Adding a VPN and suddenly it stops. That make the solution rather simple. : remove things that break things.
Or setup correctly the new things.I'm currently forwarding to another local ISP's DNS servers that's known to be more stable. This works fine. As soon as I use resolver (querying against root hints servers), I get random drops. Are you saying ISP themselves just forward to Google for example? I was under the impression that they act as a resolver.
The link you gave is not found.
If you remember, we've been over the resetting of things to defaults :) It doesn't work. What I've been able to deduce/conclude is what I've explained just recently (resolver vs forwarder).
Not sure how a point to point VPN connection affects this? DNS traffic isn't routing through the tunnel. Also, like I said I did try pfsense with default settings already, to no avail. With a static IP from the ISP, everything works as expected. So there's really something wrong with their dynamic IP VLAN.
-
@kevindd992002 said in Intermittent connection issue:
I was under the impression that they act as a resolver.
You have no idea what they do.. They could resolve, they could forward... You threw your dns over the fence to them - what they do with it is out of your control... You just hope they give you back an answer, and you trust them to give you good info... They could give you whatever they want..
This is one of the big advantages to resolving - you control the dns.. You ask the authoritative NS directly... Not just trust someone else to have the right answer.
For all you know they forward, and the person they forward to forwards ;) Yes at some point there has to be a resolver.. But it could be a couple of forwarders in there for sure..
-
@johnpoz said in Intermittent connection issue:
@kevindd992002 said in Intermittent connection issue:
I was under the impression that they act as a resolver.

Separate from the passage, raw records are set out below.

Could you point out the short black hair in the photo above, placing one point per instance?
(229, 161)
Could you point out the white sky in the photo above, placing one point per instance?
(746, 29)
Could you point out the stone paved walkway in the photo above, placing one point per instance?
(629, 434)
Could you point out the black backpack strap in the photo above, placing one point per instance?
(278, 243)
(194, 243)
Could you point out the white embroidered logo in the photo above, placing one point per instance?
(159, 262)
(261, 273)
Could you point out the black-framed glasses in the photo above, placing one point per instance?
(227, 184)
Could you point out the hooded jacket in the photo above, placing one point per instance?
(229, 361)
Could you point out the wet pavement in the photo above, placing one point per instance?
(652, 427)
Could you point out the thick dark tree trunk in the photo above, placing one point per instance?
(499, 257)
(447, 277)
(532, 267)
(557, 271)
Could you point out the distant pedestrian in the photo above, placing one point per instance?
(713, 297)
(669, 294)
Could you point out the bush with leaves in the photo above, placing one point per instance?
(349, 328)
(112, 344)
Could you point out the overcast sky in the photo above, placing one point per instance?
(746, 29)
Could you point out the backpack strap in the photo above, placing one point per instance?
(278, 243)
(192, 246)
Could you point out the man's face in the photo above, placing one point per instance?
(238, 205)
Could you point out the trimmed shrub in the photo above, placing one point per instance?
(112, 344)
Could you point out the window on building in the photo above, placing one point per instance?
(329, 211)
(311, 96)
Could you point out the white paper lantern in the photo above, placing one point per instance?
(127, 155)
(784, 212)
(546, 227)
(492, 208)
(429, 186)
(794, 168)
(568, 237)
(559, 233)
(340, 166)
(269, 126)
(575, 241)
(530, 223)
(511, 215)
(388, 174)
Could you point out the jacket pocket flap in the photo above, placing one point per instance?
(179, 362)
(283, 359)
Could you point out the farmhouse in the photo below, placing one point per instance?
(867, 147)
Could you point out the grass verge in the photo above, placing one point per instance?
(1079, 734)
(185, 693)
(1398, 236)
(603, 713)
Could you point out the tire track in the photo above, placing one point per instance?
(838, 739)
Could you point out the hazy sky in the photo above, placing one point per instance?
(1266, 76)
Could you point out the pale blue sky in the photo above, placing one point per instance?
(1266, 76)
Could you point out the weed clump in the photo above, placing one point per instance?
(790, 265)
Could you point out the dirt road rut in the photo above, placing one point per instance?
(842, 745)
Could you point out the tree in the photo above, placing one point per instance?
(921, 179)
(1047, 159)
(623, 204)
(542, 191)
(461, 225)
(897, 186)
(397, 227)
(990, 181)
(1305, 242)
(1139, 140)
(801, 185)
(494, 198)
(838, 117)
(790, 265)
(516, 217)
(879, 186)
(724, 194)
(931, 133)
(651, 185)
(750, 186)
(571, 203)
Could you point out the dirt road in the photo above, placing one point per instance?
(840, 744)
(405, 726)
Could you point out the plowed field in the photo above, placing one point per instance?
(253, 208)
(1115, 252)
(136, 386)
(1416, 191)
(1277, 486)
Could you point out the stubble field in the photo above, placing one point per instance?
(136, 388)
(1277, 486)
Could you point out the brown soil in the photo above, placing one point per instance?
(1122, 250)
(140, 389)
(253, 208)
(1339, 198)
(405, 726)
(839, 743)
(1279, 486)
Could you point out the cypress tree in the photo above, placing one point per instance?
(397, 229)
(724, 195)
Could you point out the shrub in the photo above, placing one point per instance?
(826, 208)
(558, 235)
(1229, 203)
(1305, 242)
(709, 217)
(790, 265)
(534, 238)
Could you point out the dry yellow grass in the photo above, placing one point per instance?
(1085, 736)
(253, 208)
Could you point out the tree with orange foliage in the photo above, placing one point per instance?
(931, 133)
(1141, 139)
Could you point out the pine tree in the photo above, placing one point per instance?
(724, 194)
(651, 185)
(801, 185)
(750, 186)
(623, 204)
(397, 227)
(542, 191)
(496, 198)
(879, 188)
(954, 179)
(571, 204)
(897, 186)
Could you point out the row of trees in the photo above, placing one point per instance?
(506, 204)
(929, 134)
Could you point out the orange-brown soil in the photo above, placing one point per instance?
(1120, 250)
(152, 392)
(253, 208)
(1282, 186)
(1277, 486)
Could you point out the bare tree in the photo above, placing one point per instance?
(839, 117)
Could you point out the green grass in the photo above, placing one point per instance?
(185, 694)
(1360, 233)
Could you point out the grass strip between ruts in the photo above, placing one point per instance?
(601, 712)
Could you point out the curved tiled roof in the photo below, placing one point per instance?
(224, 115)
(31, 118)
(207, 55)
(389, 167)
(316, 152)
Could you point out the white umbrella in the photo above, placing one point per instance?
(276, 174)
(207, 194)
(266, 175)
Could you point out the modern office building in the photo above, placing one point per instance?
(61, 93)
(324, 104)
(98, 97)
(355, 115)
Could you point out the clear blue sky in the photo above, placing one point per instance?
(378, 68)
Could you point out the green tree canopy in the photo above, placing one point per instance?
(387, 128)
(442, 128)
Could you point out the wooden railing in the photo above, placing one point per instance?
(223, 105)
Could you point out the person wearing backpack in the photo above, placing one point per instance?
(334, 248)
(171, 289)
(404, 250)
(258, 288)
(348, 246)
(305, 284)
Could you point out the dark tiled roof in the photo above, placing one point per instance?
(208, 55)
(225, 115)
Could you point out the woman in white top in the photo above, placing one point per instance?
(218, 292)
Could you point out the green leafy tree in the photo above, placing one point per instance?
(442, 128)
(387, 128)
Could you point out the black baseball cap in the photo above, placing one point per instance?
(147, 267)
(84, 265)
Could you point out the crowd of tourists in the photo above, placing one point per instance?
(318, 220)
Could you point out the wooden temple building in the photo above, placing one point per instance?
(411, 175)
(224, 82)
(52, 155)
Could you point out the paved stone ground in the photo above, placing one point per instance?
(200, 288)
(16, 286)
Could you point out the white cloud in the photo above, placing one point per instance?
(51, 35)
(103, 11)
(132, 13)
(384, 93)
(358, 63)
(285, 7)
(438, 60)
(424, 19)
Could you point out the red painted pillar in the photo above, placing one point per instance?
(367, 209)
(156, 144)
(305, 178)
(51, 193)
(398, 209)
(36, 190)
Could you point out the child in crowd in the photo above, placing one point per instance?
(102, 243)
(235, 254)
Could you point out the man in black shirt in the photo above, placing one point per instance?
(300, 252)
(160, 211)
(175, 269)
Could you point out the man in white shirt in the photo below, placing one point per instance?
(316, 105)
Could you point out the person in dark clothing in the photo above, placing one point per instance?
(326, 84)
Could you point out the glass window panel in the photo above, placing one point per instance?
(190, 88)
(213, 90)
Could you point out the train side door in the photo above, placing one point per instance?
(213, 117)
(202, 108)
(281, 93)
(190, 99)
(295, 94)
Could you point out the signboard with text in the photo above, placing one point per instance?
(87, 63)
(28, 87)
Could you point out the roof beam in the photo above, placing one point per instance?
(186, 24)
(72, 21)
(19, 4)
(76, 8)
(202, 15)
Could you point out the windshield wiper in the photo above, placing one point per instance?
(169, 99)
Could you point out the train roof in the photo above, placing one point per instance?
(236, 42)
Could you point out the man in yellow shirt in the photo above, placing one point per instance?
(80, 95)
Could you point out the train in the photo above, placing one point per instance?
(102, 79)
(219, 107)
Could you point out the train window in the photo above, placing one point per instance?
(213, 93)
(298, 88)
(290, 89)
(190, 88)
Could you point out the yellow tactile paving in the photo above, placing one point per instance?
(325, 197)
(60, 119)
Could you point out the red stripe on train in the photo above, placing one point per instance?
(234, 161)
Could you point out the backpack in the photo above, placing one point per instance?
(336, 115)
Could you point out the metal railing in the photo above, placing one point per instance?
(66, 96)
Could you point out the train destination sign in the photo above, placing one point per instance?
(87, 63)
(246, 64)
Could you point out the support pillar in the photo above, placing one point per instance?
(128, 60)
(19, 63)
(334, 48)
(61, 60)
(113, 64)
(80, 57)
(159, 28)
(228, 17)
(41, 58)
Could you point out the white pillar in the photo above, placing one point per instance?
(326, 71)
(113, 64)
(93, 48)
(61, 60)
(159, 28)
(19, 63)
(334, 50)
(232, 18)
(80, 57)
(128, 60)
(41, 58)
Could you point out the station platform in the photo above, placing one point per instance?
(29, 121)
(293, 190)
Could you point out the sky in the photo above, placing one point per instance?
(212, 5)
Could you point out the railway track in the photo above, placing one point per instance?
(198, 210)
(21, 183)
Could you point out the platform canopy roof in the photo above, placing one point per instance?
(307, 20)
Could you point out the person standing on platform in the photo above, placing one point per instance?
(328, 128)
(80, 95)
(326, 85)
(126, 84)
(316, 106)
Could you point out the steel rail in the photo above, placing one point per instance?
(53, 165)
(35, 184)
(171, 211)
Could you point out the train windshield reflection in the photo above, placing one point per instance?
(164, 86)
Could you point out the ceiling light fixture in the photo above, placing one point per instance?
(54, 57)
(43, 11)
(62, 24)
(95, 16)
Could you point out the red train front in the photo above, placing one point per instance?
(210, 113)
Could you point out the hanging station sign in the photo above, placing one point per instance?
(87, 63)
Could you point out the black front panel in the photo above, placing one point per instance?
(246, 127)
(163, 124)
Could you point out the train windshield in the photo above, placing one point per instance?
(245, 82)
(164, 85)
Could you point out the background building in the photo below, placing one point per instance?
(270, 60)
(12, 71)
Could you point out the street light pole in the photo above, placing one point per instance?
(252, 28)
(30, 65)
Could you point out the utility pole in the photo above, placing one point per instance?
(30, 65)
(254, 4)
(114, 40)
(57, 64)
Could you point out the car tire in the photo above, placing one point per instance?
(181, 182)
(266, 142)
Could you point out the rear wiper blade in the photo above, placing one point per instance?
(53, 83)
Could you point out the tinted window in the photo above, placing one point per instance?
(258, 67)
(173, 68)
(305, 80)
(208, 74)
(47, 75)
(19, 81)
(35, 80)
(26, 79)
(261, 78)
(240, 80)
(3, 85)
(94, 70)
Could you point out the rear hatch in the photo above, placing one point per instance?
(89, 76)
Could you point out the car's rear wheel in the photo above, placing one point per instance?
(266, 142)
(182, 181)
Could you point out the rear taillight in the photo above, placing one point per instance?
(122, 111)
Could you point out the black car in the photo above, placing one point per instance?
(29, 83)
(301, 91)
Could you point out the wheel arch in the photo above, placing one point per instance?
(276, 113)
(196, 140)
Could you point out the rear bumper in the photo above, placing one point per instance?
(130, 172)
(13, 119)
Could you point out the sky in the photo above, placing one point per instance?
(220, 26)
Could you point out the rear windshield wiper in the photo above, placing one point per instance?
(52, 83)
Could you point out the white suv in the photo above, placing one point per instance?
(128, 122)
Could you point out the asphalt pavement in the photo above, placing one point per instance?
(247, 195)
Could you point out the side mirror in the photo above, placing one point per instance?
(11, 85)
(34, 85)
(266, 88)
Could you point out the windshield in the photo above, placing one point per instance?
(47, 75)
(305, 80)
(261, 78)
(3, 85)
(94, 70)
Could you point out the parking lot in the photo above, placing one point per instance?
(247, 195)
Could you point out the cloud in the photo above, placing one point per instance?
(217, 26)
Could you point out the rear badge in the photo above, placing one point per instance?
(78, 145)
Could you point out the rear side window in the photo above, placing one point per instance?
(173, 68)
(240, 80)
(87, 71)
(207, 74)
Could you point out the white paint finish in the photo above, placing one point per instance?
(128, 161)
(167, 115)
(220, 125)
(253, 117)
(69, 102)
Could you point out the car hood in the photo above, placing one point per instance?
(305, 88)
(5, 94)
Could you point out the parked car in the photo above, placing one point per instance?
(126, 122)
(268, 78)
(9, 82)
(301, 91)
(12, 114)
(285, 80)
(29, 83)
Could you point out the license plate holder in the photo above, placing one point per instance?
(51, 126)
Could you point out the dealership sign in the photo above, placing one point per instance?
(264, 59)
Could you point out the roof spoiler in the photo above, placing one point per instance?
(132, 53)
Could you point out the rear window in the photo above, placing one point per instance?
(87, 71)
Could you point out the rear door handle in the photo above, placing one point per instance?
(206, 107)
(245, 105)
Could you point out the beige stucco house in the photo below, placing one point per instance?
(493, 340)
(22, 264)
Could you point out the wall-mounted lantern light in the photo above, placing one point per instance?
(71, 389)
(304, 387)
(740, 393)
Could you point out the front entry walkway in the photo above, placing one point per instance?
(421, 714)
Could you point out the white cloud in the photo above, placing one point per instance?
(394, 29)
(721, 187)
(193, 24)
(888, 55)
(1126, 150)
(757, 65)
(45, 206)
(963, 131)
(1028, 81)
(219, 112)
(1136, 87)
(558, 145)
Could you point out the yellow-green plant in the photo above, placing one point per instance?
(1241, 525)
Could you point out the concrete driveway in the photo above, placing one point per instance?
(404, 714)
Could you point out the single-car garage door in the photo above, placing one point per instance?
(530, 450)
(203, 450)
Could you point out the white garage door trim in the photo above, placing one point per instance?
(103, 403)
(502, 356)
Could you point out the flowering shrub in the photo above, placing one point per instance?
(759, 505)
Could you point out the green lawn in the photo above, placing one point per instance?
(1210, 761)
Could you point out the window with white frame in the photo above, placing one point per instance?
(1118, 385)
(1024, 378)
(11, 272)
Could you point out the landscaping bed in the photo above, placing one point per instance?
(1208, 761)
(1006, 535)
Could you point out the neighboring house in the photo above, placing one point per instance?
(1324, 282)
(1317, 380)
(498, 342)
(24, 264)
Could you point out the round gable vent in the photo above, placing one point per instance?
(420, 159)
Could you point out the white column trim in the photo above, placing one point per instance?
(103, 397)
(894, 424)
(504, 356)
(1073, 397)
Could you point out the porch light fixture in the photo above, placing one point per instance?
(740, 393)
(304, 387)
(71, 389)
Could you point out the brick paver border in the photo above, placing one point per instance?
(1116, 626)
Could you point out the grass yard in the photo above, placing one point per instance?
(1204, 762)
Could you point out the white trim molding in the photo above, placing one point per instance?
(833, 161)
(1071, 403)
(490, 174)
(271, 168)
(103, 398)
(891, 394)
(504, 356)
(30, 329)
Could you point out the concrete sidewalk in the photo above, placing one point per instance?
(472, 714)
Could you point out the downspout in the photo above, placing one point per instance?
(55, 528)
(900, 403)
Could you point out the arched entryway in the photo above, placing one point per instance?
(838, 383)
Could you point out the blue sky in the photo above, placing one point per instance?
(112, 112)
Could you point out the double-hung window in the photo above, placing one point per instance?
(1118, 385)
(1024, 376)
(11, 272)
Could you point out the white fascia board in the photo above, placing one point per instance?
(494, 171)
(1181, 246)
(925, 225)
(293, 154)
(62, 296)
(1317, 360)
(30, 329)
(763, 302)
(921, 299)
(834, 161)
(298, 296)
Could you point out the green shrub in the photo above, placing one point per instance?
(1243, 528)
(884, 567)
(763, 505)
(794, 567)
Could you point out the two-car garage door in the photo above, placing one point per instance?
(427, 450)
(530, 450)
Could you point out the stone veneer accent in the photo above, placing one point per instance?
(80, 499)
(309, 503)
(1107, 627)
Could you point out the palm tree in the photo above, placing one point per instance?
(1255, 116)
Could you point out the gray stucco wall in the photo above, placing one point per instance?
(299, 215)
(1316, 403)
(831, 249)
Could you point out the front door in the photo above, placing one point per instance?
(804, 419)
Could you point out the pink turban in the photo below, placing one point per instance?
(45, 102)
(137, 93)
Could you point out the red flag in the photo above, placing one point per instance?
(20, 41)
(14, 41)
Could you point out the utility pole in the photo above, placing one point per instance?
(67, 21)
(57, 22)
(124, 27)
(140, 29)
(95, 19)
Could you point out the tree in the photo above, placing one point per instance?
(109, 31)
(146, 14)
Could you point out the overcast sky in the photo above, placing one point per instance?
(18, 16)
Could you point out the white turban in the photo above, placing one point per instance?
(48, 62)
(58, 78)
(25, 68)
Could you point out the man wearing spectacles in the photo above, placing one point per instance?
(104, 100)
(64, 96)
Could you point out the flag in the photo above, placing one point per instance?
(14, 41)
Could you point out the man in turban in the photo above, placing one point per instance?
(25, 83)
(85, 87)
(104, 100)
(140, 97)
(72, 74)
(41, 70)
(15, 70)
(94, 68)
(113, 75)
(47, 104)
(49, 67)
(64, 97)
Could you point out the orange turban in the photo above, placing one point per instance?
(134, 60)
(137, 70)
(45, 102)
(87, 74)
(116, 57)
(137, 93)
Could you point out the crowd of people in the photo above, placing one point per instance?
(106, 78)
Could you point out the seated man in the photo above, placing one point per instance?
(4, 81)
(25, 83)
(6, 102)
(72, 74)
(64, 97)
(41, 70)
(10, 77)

You have no idea what they do.. They could resolve, they could forward... You threw your dns over the fence to them - what they do with it is out of your control... You just hope they give you back an answer, and you trust them to give you good info... They could give you whatever they want..
This is one of the big advantages to resolving - you control the dns.. You ask the authoritative NS directly... Not just trust someone else to have the right answer.
For all you know they forward, and the person they forward to forwards ;) Yes at some point there has to be a resolver.. But it could be a couple of forwarders in there for sure..
Exactly! I want to have my own resolver. I told them that I don't want to rely on their DNS servers.
-
@kevindd992002 said in Intermittent connection issue:
Are you saying ISP themselves just forward to Google for example?
Well. Yes.
I don't know what they do, as they don't tell me, and I did not asked them.
But what would you do, being an ISP - and you have to pay the POP's ?
Resolve ? Or use Google DNS and billing them with thousands every month ? or not paying that POP thousands a month ?Again, you should be able to 'contact' the main 13 first core DNS servers. If not, something is very wrong.